Pet Milk Cake
While doing research on Southern Caramel Cake, I can upon a not so frequently mentioned dessert creation: Pet milk cake. Or more correctly, evaporated milk cake.
Maybe it’s because of where I’m living, but I have seldom come across the Pet Milk as a brand. Regardless of the label, evaporated milk is evaporated milk. It’s kind of the same philosophy I have behind key limes for key lime pie.I KNOW that there are differences, but I painfully will not go on an Indiana Jones-like journey to seek out one not-so-accessible ingredient. I always end up using Persian limes instead of key limes. It might be a sin to use a different variety, but oh well. I am I meaning to say is that I may not be using Pet Milk as a brand but I am still using evaporated milk. I think want to make this cake simply because the name “pet milk” was unusual to me.
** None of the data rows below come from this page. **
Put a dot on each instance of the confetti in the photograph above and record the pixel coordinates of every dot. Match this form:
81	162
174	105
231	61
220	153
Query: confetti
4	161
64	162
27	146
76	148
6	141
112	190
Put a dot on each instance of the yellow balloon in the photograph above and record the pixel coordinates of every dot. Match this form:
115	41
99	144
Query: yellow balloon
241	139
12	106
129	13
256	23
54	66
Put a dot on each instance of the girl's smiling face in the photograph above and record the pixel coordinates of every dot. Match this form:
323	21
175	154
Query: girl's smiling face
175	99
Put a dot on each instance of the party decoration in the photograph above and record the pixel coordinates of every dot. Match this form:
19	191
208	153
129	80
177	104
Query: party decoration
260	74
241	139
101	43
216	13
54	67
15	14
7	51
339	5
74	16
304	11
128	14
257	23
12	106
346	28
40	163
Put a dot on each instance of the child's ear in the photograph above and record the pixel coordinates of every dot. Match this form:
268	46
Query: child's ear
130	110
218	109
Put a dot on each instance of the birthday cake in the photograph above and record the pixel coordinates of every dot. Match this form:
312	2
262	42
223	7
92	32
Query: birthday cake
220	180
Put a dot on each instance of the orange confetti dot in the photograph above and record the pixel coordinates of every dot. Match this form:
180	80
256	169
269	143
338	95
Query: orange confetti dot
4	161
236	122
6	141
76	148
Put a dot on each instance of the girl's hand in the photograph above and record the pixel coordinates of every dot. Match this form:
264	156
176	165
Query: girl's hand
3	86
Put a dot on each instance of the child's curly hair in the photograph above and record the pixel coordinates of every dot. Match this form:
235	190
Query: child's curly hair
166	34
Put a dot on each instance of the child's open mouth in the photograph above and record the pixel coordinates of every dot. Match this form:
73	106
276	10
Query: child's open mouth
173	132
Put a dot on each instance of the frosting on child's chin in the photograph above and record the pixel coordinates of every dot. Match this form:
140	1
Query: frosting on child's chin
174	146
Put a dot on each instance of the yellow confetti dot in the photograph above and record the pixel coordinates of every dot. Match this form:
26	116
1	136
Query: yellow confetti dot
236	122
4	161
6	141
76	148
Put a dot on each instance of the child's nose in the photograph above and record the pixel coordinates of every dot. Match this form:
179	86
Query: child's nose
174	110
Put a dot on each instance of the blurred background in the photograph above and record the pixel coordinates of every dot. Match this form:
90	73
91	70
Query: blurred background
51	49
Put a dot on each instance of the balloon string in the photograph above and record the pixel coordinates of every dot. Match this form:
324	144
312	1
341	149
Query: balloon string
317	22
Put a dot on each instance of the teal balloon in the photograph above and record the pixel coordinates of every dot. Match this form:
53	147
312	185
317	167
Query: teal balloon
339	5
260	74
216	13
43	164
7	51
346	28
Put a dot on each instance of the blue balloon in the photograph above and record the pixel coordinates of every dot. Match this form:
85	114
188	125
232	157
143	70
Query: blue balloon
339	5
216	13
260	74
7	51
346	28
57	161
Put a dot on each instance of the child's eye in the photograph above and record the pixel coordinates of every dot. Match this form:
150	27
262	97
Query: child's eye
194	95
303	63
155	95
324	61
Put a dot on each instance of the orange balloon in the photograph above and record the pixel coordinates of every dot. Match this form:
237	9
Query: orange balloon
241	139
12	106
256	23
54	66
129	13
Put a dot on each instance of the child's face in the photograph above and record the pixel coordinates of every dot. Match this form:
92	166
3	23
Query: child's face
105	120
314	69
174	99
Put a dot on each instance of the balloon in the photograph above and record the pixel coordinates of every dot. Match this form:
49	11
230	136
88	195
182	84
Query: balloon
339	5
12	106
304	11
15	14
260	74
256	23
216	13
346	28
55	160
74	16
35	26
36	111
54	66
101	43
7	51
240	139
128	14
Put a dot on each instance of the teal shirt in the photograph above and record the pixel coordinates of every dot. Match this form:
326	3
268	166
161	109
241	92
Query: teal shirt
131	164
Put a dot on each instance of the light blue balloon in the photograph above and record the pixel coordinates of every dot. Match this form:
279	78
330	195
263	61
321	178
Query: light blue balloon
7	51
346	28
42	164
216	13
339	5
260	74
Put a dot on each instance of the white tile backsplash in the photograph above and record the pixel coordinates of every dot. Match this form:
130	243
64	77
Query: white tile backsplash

What is evaporated milk you may ask? Evaporated milk is very much it’s namesake. Milk is heated up to the point of evaporation. There are varying percentages, but generally 50 or more percent of the water is evaporated. Not to be confused with sweetened condensed milk, evaporated milk doesn’t have sugar added to it before canning. With a lot of the water removed, the evaporated milk is homogenized then stabilized with special salts. The end product is sealed in a can, making a self stable milk. With a shelf life of 15 months, evaporated milk was perfect in the 19th century before the mass accessibility of domestic refrigeration. To return the evaporated milk to ‘milk’ state, you can add water back to the canned solution.
But for this Pet Milk Cake, you want that concentrated milk flavor, no reconstituting here. Looking up Evaporated milk cakes got me nowhere. I came across a pound cake but no layer cakes. I guess it really comes down to recipe names, but I finally found a good cake that used evaporated milk.
To complete the Pet Milk cake theme, I also used an evaporated milk frosting as well. It is a very good crusting buttercream that I’ve used for my Samoa Cake.
On a scale of dairy richness, evaporated milk is creamier than whole milk but less intense than heavy cream. Using evaporated milk in a cake batter will add ample milk fat. Having concentrated flavor compounds, the evaporated milk will compliment the floral notes from the vanilla extract. This is a versatile cake that would pair lovely with a silky dark chocolate frosting. Seriously, my mind is racing with the possible flavor combinations!